You have the right to access, correct, complete or request deletion of your personal data held by the ECB by lodging another report or sending a notification to the ECB via the whistleblowing platform. The additional information is then added to the information already received.
Right of recourse
Queries or complaints relating to the processing of data collected via the whistleblowing platform should be addressed to the ECB in its capacity as data controller and/or to the ECB’s Data Protection Officer (dpo@ecb.europa.eu). You also have the right to have recourse to the European Data Protection Supervisor (edps@edps.europa.eu).
Council Regulation (EU) No 1024/2013 of 15 October 2013 conferring specific tasks on the European Central Bank concerning policies relating to the prudential supervision of credit institutions (OJ L 287, 29.10.2013, p. 63).

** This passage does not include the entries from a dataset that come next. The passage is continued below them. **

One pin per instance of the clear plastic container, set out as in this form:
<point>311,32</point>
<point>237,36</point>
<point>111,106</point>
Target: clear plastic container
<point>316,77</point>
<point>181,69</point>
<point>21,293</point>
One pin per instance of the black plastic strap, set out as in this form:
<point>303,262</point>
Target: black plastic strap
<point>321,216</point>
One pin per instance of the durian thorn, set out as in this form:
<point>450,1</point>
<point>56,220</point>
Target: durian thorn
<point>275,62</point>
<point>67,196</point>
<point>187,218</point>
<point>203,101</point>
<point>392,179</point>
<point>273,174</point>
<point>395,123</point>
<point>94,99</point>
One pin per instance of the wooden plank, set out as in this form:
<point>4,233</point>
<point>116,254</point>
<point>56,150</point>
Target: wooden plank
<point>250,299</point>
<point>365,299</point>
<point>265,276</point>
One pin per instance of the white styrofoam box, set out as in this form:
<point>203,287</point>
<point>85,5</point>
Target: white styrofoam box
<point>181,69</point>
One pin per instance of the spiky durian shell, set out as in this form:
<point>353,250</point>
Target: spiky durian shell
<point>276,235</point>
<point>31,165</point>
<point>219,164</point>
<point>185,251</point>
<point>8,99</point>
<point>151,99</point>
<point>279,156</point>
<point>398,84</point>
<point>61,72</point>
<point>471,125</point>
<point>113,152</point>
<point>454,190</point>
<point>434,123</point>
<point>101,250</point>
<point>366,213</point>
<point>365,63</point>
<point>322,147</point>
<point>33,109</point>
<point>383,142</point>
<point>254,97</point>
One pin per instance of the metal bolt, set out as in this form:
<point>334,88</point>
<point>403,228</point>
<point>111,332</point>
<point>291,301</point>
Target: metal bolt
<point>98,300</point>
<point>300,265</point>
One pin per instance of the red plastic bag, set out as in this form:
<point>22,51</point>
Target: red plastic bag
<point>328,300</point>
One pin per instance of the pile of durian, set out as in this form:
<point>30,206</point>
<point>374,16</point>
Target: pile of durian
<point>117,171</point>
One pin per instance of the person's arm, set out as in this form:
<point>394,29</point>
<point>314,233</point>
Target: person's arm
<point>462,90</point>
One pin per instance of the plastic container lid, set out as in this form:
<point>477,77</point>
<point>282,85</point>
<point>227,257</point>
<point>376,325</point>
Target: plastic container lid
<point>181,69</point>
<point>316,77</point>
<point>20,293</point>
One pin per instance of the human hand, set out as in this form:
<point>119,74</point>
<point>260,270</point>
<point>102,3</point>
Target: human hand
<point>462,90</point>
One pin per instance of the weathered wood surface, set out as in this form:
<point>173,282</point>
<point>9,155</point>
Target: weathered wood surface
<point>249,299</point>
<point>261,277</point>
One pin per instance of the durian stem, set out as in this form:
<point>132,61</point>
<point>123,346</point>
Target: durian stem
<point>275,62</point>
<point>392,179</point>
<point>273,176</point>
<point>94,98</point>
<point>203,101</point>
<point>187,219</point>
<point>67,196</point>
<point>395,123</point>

Regulation (EU) No 2018/1725 of the European Parliament and of the Council of 23 October 2018 on the protection of natural persons with regard to the processing of personal data by the Union institutions, bodies, offices and agencies and on the free movement of such data, and repealing Regulation (EC) No 45/2001 and Decision No 1247/2002/EC (OJ L 295, 21.11.2018, p. 39).
Decision (EU) 2020/655 of the European Central Bank of 5 May 2020 adopting implementing rules concerning data protection at the European Central Bank and repealing Decision ECB/2007/1 (ECB/2020/28) (OJ L 152, 15.5.2020, p. 13)..
Personal data of NCB/NCA staff members may be included in files/emails submitted to the ECB by NCBs/NCAs, at the discretion of the respective NCB/NCA.
Personal data include a person’s first name(s) and surname, date of birth, birthplace, address, nationality, signature, ID card number, passport number, telephone number and email address.
Employment data include a person’s profession, employer and function.
Financial data include salary statements, bank accounts and securities portfolios.
For further information on the term “relevant Union law” please see the web page on important legal information.